Most frequent reporting verbs
As you know, the most frequent reporting verb (in British English) in direct reports is said:
Vicky said, “There should be twelve!”
In indirect reports, the most common reporting verbs are said and told:
Mum said that there should be eleven marzipan balls on the cake.
Dad told us that they are traditional.
Told is not (usually) used to introduce direct reports:
Vicky told her, “There should be twelve!”
Said focuses on the words that someone says, told focuses on the content of what someone says, the message.
Said is used with an optional prepositional complement and an object (which is the reported clause):
Vicky said [to her: optional prepositional complement], [“There should be twelve!”: object]

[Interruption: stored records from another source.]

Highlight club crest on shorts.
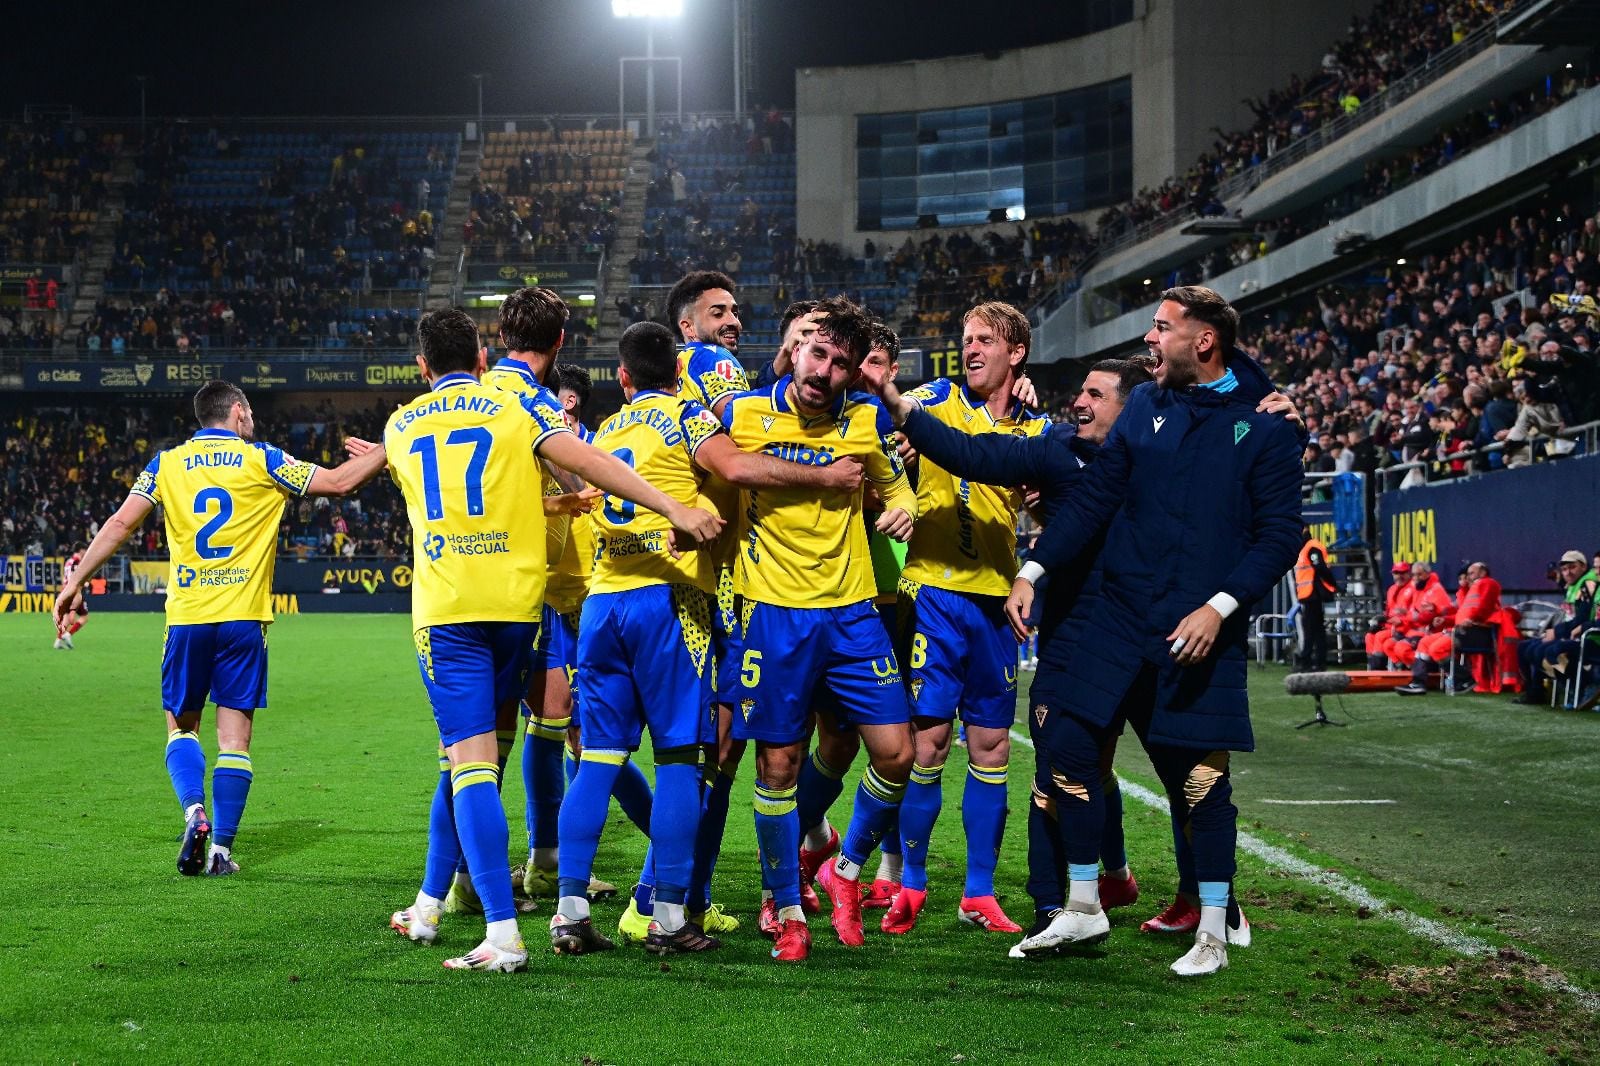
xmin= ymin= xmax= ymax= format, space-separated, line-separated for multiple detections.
xmin=910 ymin=678 xmax=924 ymax=702
xmin=740 ymin=697 xmax=756 ymax=722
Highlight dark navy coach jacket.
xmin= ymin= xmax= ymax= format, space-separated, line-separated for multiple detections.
xmin=1023 ymin=351 xmax=1303 ymax=751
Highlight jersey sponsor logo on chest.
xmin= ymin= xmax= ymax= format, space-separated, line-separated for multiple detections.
xmin=760 ymin=440 xmax=838 ymax=466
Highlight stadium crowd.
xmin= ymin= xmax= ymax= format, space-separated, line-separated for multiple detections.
xmin=76 ymin=290 xmax=419 ymax=353
xmin=0 ymin=121 xmax=113 ymax=264
xmin=0 ymin=401 xmax=409 ymax=559
xmin=463 ymin=178 xmax=620 ymax=265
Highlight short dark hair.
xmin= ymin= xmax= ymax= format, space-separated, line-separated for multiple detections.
xmin=619 ymin=321 xmax=680 ymax=392
xmin=666 ymin=270 xmax=737 ymax=336
xmin=810 ymin=294 xmax=873 ymax=364
xmin=194 ymin=380 xmax=247 ymax=427
xmin=418 ymin=308 xmax=482 ymax=376
xmin=780 ymin=299 xmax=820 ymax=339
xmin=554 ymin=362 xmax=592 ymax=413
xmin=868 ymin=320 xmax=900 ymax=363
xmin=1090 ymin=358 xmax=1155 ymax=402
xmin=498 ymin=286 xmax=569 ymax=354
xmin=1158 ymin=285 xmax=1239 ymax=353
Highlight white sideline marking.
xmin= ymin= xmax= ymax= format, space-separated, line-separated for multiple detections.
xmin=1257 ymin=799 xmax=1397 ymax=806
xmin=1008 ymin=729 xmax=1598 ymax=1010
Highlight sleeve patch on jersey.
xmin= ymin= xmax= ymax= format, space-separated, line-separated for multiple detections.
xmin=680 ymin=402 xmax=726 ymax=456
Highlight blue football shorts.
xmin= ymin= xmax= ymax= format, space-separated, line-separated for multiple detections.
xmin=577 ymin=583 xmax=715 ymax=752
xmin=161 ymin=620 xmax=269 ymax=716
xmin=900 ymin=579 xmax=1019 ymax=729
xmin=415 ymin=621 xmax=536 ymax=747
xmin=730 ymin=599 xmax=910 ymax=745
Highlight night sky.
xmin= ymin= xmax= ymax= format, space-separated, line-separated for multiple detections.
xmin=5 ymin=1 xmax=1102 ymax=119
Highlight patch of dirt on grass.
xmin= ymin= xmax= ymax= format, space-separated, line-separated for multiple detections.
xmin=1352 ymin=947 xmax=1598 ymax=1062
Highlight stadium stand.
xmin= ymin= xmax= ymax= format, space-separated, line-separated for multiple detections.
xmin=466 ymin=127 xmax=631 ymax=263
xmin=0 ymin=122 xmax=114 ymax=265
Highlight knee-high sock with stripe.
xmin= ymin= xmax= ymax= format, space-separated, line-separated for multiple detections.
xmin=522 ymin=703 xmax=568 ymax=858
xmin=753 ymin=780 xmax=801 ymax=910
xmin=839 ymin=765 xmax=907 ymax=874
xmin=211 ymin=750 xmax=253 ymax=849
xmin=422 ymin=750 xmax=461 ymax=900
xmin=648 ymin=759 xmax=702 ymax=912
xmin=796 ymin=749 xmax=847 ymax=837
xmin=962 ymin=762 xmax=1008 ymax=897
xmin=164 ymin=729 xmax=207 ymax=813
xmin=556 ymin=750 xmax=623 ymax=909
xmin=689 ymin=765 xmax=735 ymax=910
xmin=451 ymin=761 xmax=514 ymax=923
xmin=897 ymin=761 xmax=944 ymax=891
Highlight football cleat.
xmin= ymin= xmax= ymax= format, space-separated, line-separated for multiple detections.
xmin=443 ymin=935 xmax=528 ymax=973
xmin=958 ymin=895 xmax=1023 ymax=933
xmin=862 ymin=878 xmax=900 ymax=909
xmin=1227 ymin=909 xmax=1253 ymax=948
xmin=688 ymin=903 xmax=740 ymax=935
xmin=1015 ymin=905 xmax=1110 ymax=954
xmin=177 ymin=807 xmax=211 ymax=877
xmin=549 ymin=914 xmax=616 ymax=955
xmin=390 ymin=904 xmax=442 ymax=945
xmin=53 ymin=637 xmax=65 ymax=650
xmin=816 ymin=862 xmax=866 ymax=947
xmin=799 ymin=880 xmax=821 ymax=914
xmin=1140 ymin=896 xmax=1199 ymax=935
xmin=61 ymin=632 xmax=74 ymax=650
xmin=881 ymin=886 xmax=926 ymax=935
xmin=1393 ymin=683 xmax=1428 ymax=696
xmin=645 ymin=921 xmax=722 ymax=955
xmin=444 ymin=878 xmax=483 ymax=916
xmin=770 ymin=919 xmax=811 ymax=962
xmin=204 ymin=851 xmax=240 ymax=877
xmin=1170 ymin=931 xmax=1228 ymax=976
xmin=617 ymin=898 xmax=653 ymax=944
xmin=1010 ymin=910 xmax=1063 ymax=959
xmin=587 ymin=877 xmax=619 ymax=901
xmin=518 ymin=863 xmax=559 ymax=898
xmin=798 ymin=826 xmax=840 ymax=888
xmin=1099 ymin=871 xmax=1140 ymax=910
xmin=757 ymin=897 xmax=782 ymax=939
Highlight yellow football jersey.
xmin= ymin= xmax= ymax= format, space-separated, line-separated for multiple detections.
xmin=545 ymin=424 xmax=596 ymax=614
xmin=384 ymin=372 xmax=571 ymax=629
xmin=484 ymin=356 xmax=571 ymax=591
xmin=130 ymin=428 xmax=315 ymax=625
xmin=589 ymin=391 xmax=724 ymax=594
xmin=720 ymin=378 xmax=916 ymax=609
xmin=676 ymin=341 xmax=748 ymax=411
xmin=901 ymin=379 xmax=1052 ymax=597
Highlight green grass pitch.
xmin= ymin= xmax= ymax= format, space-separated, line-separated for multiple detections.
xmin=3 ymin=613 xmax=1597 ymax=1063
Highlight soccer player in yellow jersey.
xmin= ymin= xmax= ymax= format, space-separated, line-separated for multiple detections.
xmin=720 ymin=295 xmax=918 ymax=961
xmin=53 ymin=380 xmax=388 ymax=878
xmin=870 ymin=301 xmax=1050 ymax=936
xmin=666 ymin=269 xmax=752 ymax=937
xmin=551 ymin=321 xmax=862 ymax=955
xmin=384 ymin=309 xmax=721 ymax=973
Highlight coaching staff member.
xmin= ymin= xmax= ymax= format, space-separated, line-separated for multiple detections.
xmin=1003 ymin=285 xmax=1303 ymax=976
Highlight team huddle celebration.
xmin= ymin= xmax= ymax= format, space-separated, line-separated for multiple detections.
xmin=53 ymin=270 xmax=1303 ymax=977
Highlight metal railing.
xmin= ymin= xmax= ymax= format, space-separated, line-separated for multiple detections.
xmin=1305 ymin=418 xmax=1600 ymax=497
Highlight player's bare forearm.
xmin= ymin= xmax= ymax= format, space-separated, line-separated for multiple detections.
xmin=710 ymin=445 xmax=864 ymax=494
xmin=541 ymin=432 xmax=711 ymax=532
xmin=55 ymin=497 xmax=150 ymax=625
xmin=307 ymin=443 xmax=388 ymax=496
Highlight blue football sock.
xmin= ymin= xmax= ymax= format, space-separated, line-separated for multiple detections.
xmin=1099 ymin=768 xmax=1127 ymax=872
xmin=841 ymin=765 xmax=907 ymax=868
xmin=796 ymin=749 xmax=847 ymax=838
xmin=879 ymin=807 xmax=903 ymax=856
xmin=649 ymin=762 xmax=701 ymax=906
xmin=522 ymin=703 xmax=567 ymax=855
xmin=897 ymin=761 xmax=944 ymax=891
xmin=962 ymin=762 xmax=1008 ymax=898
xmin=451 ymin=762 xmax=514 ymax=923
xmin=556 ymin=750 xmax=623 ymax=904
xmin=210 ymin=750 xmax=253 ymax=849
xmin=634 ymin=856 xmax=656 ymax=917
xmin=689 ymin=767 xmax=734 ymax=910
xmin=421 ymin=759 xmax=460 ymax=900
xmin=164 ymin=729 xmax=206 ymax=812
xmin=753 ymin=780 xmax=801 ymax=909
xmin=612 ymin=758 xmax=654 ymax=837
xmin=563 ymin=743 xmax=579 ymax=788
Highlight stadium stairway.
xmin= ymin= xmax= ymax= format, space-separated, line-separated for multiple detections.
xmin=65 ymin=150 xmax=140 ymax=341
xmin=596 ymin=140 xmax=656 ymax=343
xmin=427 ymin=142 xmax=479 ymax=311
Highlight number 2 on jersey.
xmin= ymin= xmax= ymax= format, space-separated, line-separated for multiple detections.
xmin=193 ymin=487 xmax=234 ymax=559
xmin=409 ymin=428 xmax=493 ymax=521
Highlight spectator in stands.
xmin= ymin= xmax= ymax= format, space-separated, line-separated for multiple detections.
xmin=1516 ymin=550 xmax=1599 ymax=706
xmin=1498 ymin=374 xmax=1565 ymax=469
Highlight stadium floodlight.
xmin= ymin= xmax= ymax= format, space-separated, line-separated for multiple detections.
xmin=612 ymin=0 xmax=682 ymax=16
xmin=1005 ymin=205 xmax=1026 ymax=222
xmin=614 ymin=0 xmax=683 ymax=137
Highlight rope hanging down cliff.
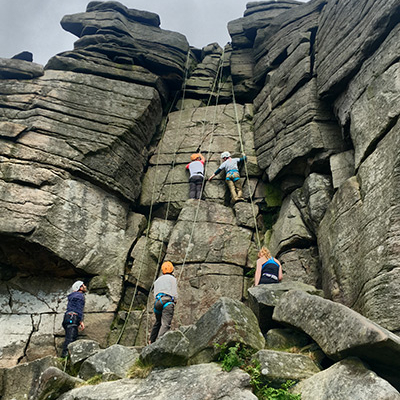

Told usually has an indirect object and a direct object:
Dad told [us: indirect object] [that they are traditional: direct object]
Other verbs add detail or help to emphasise the communicative function of direct or indirect speech:
“They’re traditional,” Dad suggested.
Mum pointed out that there were eleven balls of marzipan.
Mum claimed to have weighed all the balls.
“I would never have thought of that,” confessed Dad.
Mum protested that it wasn’t easy to make the cake.
Although there are two examples of reporting verbs indicating a speech act used with direct speech (both involving Dad), these verbs are most frequently used to introduce indirect reports (like the ones involving Mum).
OK, I’ll stop there for now. In the next post, I’ll look at tense and aspect in the reporting verbs (so far I have only used said and told – so I still need to talk about say/tell and is saying/is telling…).
If I haven’t sent you to sleep yet……here is an interactive exercise to practise said/told and speech act verbs:
Take the challenge
Enjoy your weekend!!
* (sunny) spell = a short period of a specific kind of weather: a dry spell, a hot spell etc.
* vice versa = also in reverse order, the other way around.
Comments on the comments:
Marianna (from Slovakia) – thank you for your interesting story about your career!
Filippo (from Italy) – On Easter day my Mum cooked roast chicken and Yorkshire Puddings. More about Yorkshire Puddings another time!
Rabail (from the UK) – The online dictionary I am using at the moment is one suggested by Marcos recently. It’s www.dictionary.com
My Dad mainly uses a website called www.ancestry.com for his family history research. It has census results going back to the 1800’s and lots of suggestions for how to go back further.